Zong Nansu, Wen Andrew, Stone Daniel J, Sharma Deepak K, Wang Chen, Yu Yue, Liu Hongfang, Shi Qian, Jiang Guoqian
Department of Health Sciences Research, Mayo Clinic, Rochester, MN.
JCO Clin Cancer Inform. 2020 Mar;4:201-209. doi: 10.1200/CCI.19.00116.
The Fast Healthcare Interoperability Resources (FHIR) is emerging as a next-generation standards framework developed by HL7 for exchanging electronic health care data. The modeling capability of FHIR in standardizing cancer data has been gaining increasing attention by the cancer research informatics community. However, few studies have been conducted to examine the capability of FHIR in electronic data capture (EDC) applications for effective cancer clinical trials.
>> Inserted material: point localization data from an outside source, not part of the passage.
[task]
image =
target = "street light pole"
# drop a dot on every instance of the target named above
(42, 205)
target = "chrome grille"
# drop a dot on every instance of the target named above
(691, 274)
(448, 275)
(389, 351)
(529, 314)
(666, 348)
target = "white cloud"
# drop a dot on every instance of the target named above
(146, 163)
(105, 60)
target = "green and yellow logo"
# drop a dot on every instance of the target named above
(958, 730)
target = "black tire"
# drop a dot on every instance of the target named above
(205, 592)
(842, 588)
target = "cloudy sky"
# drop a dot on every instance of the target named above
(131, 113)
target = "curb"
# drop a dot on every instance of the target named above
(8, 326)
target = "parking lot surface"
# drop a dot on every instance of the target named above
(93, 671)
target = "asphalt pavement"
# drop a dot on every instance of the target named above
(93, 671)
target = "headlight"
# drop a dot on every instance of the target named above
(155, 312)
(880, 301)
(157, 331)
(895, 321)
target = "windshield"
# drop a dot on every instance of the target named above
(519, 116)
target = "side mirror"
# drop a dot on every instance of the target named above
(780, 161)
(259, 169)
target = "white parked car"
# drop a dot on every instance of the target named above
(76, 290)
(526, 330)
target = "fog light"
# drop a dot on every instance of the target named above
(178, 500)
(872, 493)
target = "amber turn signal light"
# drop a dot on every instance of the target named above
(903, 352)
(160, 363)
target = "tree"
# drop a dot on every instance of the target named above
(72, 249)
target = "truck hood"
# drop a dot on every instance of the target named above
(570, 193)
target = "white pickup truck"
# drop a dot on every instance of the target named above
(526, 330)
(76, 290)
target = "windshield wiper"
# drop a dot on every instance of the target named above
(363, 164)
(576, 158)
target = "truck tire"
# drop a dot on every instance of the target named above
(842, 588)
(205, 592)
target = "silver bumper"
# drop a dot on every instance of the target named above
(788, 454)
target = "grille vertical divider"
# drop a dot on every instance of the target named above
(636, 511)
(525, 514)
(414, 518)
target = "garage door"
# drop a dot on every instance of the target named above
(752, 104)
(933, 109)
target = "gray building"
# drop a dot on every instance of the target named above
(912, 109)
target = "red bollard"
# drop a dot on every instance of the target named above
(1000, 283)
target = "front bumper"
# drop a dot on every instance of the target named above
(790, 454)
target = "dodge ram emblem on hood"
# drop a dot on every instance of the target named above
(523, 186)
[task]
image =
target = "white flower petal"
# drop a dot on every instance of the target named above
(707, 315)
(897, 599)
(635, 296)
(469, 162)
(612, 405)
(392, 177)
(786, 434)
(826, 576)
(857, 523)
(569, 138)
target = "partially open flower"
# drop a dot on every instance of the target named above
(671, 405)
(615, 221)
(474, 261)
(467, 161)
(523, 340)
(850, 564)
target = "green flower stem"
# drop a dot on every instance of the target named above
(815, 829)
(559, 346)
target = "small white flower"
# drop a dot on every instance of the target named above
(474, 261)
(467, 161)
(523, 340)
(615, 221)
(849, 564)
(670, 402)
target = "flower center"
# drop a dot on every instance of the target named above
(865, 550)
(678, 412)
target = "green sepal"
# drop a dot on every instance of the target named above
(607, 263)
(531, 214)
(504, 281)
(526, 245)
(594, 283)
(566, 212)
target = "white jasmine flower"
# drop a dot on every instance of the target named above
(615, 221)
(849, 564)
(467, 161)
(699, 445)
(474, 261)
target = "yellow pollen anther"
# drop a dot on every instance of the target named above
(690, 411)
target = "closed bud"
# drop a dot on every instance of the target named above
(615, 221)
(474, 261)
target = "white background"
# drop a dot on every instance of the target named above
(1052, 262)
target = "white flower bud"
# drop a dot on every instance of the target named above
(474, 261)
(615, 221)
The objective of this study was to design, develop, and evaluate an FHIR-based method that enables the automation of the case report forms (CRFs) population for cancer clinical trials using real-world electronic health records (EHRs).
We developed an FHIR-based computational pipeline of EDC with a case study for modeling colorectal cancer trials. We first leveraged an existing FHIR-based cancer profile to represent EHR data of patients with colorectal cancer, and then we used the FHIR Questionnaire and QuestionnaireResponse resources to represent the CRFs and their data population. To test the accuracy of and overall quality of the computational pipeline, we used synoptic reports of 287 Mayo Clinic patients with colorectal cancer from 2013 to 2019 with standard measures of precision, recall, and F1 score.
Using the computational pipeline, a total of 1,037 synoptic reports were successfully converted as the instances of the FHIR-based cancer profile. The average accuracy for converting all data elements (excluding tumor perforation) of the cancer profile was 0.99, using 200 randomly selected records. The average F1 score for populating nine questions of the CRFs in a real-world colorectal cancer trial was 0.95, using 100 randomly selected records.
We demonstrated that it is feasible to populate CRFs with EHR data in an automated manner with satisfactory performance. The outcome of the study provides helpful insight into future directions in implementing FHIR-based EDC applications for modern cancer clinical trials.
快速医疗保健互操作性资源(FHIR)正在成为由HL7开发的用于交换电子医疗数据的下一代标准框架。FHIR在标准化癌症数据方面的建模能力越来越受到癌症研究信息学界的关注。然而,很少有研究考察FHIR在电子数据捕获(EDC)应用于有效癌症临床试验方面的能力。本研究的目的是设计、开发和评估一种基于FHIR的方法,该方法能够使用真实世界电子健康记录(EHR)实现癌症临床试验病例报告表(CRF)填写的自动化。
我们开发了一个基于FHIR的EDC计算流程,并以结直肠癌试验建模为例进行研究。我们首先利用现有的基于FHIR的癌症概要文件来表示结直肠癌患者的EHR数据,然后使用FHIR问卷和问卷回复资源来表示CRF及其数据填写情况。为了测试计算流程的准确性和整体质量,我们使用了梅奥诊所2013年至2019年287例结直肠癌患者的概要报告,并采用了精确率、召回率和F1分数等标准指标。
使用该计算流程,总共1037份概要报告成功转换为基于FHIR的癌症概要文件实例。使用200条随机选择的记录,癌症概要文件所有数据元素(不包括肿瘤穿孔)转换的平均准确率为0.99。在一项真实世界的结直肠癌试验中,使用100条随机选择的记录,CRF九个问题填写的平均F1分数为0.95。
我们证明了以自动化方式用EHR数据填写CRF并获得令人满意的性能是可行的。该研究结果为未来实施基于FHIR的EDC应用于现代癌症临床试验提供了有益的见解。